Fornasari, presidente Arci: «Continuiamo a chiedere alla politica di ripensare alla normativa che, oltre ad essere palesemente discriminatoria, impedisce di fatto alle nostre basi di poter svolgere un importante ruolo di presidio sociale sul territorio»

Arci Piacenza, tramite il suo presidente Alessandro Fornasari, contesta il Dpcm del 3 dicembre che penalizza ancora l’associazionismo di promozione sociale. «Prendiamo atto che nell'ultimo Dpcm – rileva Fornasari - continuano ad essere sospese le attività dei "centri culturali, sociali e ricreativi", categoria in cui sono ricompresi i circoli e le associazioni aderenti all'Arci. Lo facciamo con un senso di delusione e di smarrimento rispetto al fatto che le nostre richieste e proposte non siano state né ascoltate, né tantomeno prese in considerazione dal Governo che, ancora una volta, sembra prestare attenzione unicamente ai luoghi del commercio e del profitto penalizzando quelli in cui si offrono occasioni di socialità, ricreazione e cultura, tema - quest’ultimo - peraltro assente da tutte le conferenze stampa e dal dibattito pubblico degli ultimi mesi».

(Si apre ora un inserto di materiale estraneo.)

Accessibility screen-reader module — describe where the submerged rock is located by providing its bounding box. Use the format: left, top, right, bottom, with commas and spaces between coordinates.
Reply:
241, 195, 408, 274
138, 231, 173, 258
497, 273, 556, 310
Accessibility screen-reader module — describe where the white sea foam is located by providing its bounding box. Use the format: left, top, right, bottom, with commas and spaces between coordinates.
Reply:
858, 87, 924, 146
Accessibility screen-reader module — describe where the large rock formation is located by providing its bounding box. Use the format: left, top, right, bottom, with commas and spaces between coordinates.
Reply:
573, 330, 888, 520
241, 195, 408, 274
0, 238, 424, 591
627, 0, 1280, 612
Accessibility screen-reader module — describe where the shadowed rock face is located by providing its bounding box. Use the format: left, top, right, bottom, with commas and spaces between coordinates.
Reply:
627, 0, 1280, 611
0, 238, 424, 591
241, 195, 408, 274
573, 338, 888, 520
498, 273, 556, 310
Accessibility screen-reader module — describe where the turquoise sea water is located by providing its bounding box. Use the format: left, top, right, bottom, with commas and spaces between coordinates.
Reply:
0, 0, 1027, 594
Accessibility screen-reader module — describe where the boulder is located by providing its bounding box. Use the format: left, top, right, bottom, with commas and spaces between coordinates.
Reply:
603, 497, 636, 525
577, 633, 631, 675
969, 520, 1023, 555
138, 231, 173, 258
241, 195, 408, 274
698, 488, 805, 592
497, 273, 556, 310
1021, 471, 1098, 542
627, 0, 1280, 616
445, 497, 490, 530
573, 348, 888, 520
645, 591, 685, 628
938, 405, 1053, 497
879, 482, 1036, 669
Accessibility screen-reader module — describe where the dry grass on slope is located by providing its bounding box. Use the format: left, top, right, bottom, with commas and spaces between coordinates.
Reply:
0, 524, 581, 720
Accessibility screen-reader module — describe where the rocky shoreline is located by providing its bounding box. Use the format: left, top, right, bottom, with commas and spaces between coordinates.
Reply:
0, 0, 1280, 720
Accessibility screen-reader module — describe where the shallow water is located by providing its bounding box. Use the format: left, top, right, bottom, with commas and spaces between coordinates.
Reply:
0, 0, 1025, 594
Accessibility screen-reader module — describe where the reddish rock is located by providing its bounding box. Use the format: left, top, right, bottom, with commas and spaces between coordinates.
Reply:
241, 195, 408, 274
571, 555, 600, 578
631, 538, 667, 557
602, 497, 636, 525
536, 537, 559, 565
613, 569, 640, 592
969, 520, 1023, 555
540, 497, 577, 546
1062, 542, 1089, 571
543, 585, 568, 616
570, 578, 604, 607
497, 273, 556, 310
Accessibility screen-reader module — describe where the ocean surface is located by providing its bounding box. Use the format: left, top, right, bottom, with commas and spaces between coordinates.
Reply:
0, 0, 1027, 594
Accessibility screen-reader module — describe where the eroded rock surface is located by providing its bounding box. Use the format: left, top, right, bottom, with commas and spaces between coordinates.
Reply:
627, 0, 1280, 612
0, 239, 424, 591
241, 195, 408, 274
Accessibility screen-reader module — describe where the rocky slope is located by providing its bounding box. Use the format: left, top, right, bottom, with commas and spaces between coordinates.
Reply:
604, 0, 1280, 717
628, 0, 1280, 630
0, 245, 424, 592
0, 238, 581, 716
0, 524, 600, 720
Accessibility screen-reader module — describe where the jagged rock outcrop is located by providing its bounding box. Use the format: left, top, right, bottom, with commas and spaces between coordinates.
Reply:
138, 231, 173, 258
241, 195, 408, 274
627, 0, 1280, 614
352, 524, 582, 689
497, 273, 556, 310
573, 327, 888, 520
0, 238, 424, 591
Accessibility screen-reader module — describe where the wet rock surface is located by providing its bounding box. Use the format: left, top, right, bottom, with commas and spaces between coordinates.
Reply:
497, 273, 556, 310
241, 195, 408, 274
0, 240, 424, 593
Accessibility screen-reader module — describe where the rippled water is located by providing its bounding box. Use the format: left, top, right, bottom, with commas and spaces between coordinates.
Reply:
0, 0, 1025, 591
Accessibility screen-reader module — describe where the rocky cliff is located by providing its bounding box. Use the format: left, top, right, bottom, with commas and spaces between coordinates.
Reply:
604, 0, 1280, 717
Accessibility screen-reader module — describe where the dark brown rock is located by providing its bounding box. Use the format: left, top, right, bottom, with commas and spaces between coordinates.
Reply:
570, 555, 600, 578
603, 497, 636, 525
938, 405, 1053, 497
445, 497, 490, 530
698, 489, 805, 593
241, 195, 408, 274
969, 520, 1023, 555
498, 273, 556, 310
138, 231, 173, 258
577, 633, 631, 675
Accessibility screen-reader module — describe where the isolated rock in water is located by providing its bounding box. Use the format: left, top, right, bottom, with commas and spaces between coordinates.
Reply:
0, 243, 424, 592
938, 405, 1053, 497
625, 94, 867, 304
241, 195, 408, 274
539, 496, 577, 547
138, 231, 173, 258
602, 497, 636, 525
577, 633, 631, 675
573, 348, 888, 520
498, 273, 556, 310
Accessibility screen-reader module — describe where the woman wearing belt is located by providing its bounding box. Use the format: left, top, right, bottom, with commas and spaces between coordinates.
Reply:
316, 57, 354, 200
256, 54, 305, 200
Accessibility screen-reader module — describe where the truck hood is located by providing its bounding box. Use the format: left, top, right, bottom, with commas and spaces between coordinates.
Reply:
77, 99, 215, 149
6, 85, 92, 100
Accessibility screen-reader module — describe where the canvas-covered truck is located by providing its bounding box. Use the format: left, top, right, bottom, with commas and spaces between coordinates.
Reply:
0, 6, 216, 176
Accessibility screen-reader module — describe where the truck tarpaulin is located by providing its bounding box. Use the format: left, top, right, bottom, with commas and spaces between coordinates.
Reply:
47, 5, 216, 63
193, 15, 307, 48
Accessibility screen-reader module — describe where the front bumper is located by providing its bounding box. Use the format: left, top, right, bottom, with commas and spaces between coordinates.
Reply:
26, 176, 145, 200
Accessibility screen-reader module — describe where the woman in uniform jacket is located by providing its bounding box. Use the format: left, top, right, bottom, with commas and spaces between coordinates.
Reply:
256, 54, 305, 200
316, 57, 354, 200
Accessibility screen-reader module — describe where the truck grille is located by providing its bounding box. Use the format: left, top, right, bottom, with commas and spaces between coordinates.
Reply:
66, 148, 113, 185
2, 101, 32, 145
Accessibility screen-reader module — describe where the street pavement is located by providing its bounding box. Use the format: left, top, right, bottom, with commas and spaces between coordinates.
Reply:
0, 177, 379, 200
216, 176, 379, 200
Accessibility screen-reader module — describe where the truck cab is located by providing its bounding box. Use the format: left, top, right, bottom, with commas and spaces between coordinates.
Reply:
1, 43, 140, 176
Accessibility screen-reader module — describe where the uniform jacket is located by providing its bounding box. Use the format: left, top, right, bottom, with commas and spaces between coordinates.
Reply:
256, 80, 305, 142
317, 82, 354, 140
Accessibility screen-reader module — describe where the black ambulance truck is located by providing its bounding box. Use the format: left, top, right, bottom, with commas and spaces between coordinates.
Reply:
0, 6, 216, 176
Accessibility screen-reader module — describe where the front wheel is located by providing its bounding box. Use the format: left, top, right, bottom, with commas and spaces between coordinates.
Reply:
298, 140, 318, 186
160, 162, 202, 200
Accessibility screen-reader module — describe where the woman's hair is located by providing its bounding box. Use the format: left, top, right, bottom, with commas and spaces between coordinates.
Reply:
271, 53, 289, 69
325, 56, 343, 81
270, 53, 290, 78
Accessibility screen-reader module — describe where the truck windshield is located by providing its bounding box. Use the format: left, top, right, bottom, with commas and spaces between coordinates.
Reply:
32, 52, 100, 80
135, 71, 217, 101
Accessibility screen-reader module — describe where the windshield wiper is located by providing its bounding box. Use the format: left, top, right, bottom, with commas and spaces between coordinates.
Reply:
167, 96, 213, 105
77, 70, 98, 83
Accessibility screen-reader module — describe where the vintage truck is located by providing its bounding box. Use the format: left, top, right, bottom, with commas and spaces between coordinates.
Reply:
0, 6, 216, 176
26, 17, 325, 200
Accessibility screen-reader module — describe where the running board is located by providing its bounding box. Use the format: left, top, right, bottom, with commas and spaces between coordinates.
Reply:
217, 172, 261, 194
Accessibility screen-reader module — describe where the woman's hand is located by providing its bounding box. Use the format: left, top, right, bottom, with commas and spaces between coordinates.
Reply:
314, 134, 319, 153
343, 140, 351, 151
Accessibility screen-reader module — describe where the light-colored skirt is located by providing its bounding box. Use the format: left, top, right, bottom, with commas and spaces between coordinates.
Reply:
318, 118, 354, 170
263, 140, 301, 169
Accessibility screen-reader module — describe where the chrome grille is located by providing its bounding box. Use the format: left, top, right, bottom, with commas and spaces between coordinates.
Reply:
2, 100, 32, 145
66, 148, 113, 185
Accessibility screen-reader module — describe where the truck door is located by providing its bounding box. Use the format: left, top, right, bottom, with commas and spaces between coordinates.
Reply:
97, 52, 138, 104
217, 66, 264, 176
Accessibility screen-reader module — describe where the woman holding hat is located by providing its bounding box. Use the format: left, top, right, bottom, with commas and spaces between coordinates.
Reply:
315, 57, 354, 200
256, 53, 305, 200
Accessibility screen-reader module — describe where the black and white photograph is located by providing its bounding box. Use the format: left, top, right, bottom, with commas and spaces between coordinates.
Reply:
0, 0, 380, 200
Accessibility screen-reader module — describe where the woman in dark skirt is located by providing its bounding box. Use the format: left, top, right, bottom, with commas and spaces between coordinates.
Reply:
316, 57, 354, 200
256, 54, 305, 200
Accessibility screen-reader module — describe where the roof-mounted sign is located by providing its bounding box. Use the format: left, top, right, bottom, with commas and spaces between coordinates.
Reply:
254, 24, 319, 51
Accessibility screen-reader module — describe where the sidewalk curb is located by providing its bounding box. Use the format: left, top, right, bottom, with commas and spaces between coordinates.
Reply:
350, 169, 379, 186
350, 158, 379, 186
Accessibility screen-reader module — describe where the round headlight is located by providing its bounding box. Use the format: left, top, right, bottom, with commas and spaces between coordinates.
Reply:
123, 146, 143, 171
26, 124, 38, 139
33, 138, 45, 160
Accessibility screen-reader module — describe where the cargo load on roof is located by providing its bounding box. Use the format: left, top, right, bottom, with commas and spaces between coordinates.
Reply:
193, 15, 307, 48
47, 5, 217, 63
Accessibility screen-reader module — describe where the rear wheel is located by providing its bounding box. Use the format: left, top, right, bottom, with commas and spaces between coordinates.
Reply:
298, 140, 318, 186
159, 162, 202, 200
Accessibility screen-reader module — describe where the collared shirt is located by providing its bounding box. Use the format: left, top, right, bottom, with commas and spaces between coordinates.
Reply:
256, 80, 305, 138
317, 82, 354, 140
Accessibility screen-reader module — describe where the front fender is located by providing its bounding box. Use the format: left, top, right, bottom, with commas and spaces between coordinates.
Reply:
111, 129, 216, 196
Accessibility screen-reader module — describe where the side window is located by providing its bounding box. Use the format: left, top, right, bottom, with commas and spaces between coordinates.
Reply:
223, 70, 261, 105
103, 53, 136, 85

«Siamo consapevoli di essere nel pieno di un'emergenza sanitaria epocale, ma continuiamo a non comprendere la ratio di norme e provvedimenti che vietano qualsiasi attività svolta nelle nostre sedi, a prescindere della tipologia delle stesse, e senza prevedere regole, obblighi e prescrizioni che ne possano permettere lo svolgimento in sicurezza. Così si privano città, quartieri e paesi di attività ed iniziative assistenziali, educative, solidali, di vicinanza e di sostegno ai più deboli e fragili delle nostre comunità, proprio nel corso di una crisi che è anche sociale e in cui sono ancora più accentuate le disuguaglianze e le situazioni di difficoltà e di emarginazione».

«Perché prevedere una chiusura totale e generalizzata senza nessuna valutazione di merito? Perché, ad esempio, in un circolo Arci sarebbe più rischioso leggere un giornale, fare due chiacchiere su un film o parlare di un libro davanti ad un caffè rispetto ad altri luoghi dove oggi queste attività sono consentite? Perché non ipotizzare lo svolgimento di attività sociali e culturali con regole tali da limitare gli assembramenti e prevenire il rischio contagi?».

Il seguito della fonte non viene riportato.